Platform SDK Starter

The platform SDK starter is a way to configure your Flatfile Workbook in code.

Visit the Guides to learn more about using Flatfile and the Platform SDK Starter.

Getting Started

Visit CLI quickstart and follow instructions to sign up for a Flatfile account and run this code locally.

1. Introduction to Workbooks

Here is an example of a fully functional Flatfile Workbook that we'll use in this example to demonstrate importing employee data.
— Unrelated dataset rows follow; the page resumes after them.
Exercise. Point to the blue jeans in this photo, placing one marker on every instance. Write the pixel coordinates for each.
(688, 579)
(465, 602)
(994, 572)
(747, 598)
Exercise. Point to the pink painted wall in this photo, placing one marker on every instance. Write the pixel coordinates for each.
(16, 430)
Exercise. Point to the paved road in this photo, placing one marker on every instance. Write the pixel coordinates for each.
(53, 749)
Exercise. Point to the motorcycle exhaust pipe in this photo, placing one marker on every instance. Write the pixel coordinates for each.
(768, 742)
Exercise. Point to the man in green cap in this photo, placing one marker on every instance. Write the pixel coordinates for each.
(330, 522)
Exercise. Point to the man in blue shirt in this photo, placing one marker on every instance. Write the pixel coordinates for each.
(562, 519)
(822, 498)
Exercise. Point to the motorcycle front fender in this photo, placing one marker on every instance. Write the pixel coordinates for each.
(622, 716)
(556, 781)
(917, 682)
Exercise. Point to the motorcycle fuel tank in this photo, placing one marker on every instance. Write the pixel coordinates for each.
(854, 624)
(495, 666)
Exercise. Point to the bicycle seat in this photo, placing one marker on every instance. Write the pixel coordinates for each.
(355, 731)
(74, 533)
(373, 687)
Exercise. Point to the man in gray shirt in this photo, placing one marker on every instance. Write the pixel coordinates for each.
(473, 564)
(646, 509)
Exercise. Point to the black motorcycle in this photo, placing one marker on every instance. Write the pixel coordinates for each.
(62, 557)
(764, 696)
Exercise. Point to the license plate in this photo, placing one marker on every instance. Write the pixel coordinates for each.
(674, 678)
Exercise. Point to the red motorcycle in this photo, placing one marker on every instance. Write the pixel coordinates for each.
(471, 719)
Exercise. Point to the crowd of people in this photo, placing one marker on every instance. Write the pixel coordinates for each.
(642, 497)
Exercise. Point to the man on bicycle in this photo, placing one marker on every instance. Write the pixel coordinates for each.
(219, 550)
const Employees = new Sheet(
  'Employees',
  {
    firstName: TextField({
      label: 'First Name',
      required: true,
      description: 'Given Name'
    }),
    lastName: TextField(),
    fullName: TextField(),

    stillEmployed: BooleanField(),
    department: OptionField({
      label: 'Department',
      options: {
        engineering: { label: 'Engineering' },
        hr: 'People Ops',
        sales: 'Revenue',
      },
      matchStrategy: 'exact',
    }),
    fromHttp: TextField({ label: 'Set by batchRecordCompute' }),
    salary: NumberField({
      label: 'Salary',
      description: 'Annual Salary in USD',
      required: true,
      validate: (salary: number) => {
        const minSalary = 30_000
        if (salary < minSalary) {
          return [
            new Message(
              `${salary} is less than minimum wage ${minSalary}`,
              'warn',
              'validate'
            ),
          ]
        }
      },
    }),
  },
  {
    allowCustomFields: true,
    recordCompute: (record) => {
      const fullName = `{record.get('firstName')} {record.get('lastName')}`
      record.set('fullName', fullName)
      return record
    },
    batchRecordsCompute: async (payload: FlatfileRecords<any>) => {
      const response = await fetch('https://api.us.flatfile.io/health', {
        method: 'GET',
        headers: {
          Accept: 'application/json',
        },
      })
      const result = await response.json()
      payload.records.map(async (record: FlatfileRecord) => {
        record.set('fromHttp', result.info.postgres.status)
      })
    },
  }
)

const BaseSheet = new Sheet(
  'BaseSheet',
  {
    firstName: TextField(),
    middleName: TextField('Middle'),
    lastName: TextField(),
    email: TextField({
      unique: true,
      primary: true
    })
  },
  {
    previewFieldKey: 'email',
  }
)

const LinkedSheet = new Sheet(
  'LinkedSheet',
  {
    email: LinkedField({
      unique: true,
      label: 'Email',
      primary: true,
      sheet: BaseSheet,
      upsert: false,
    }),
    firstName: TextField(),
    middleName: TextField('Middle'),
    lastName: TextField(),
  },
)

...

View full source code

The above code will generate a Workbook that looks like this: Sample Data upload

2. Deploy the Schema

Follow these steps to deploy a Workbook and view it in your Dashboard. Because your secret keys are being used, Flatfile will know to create your first Workspace in the correct place.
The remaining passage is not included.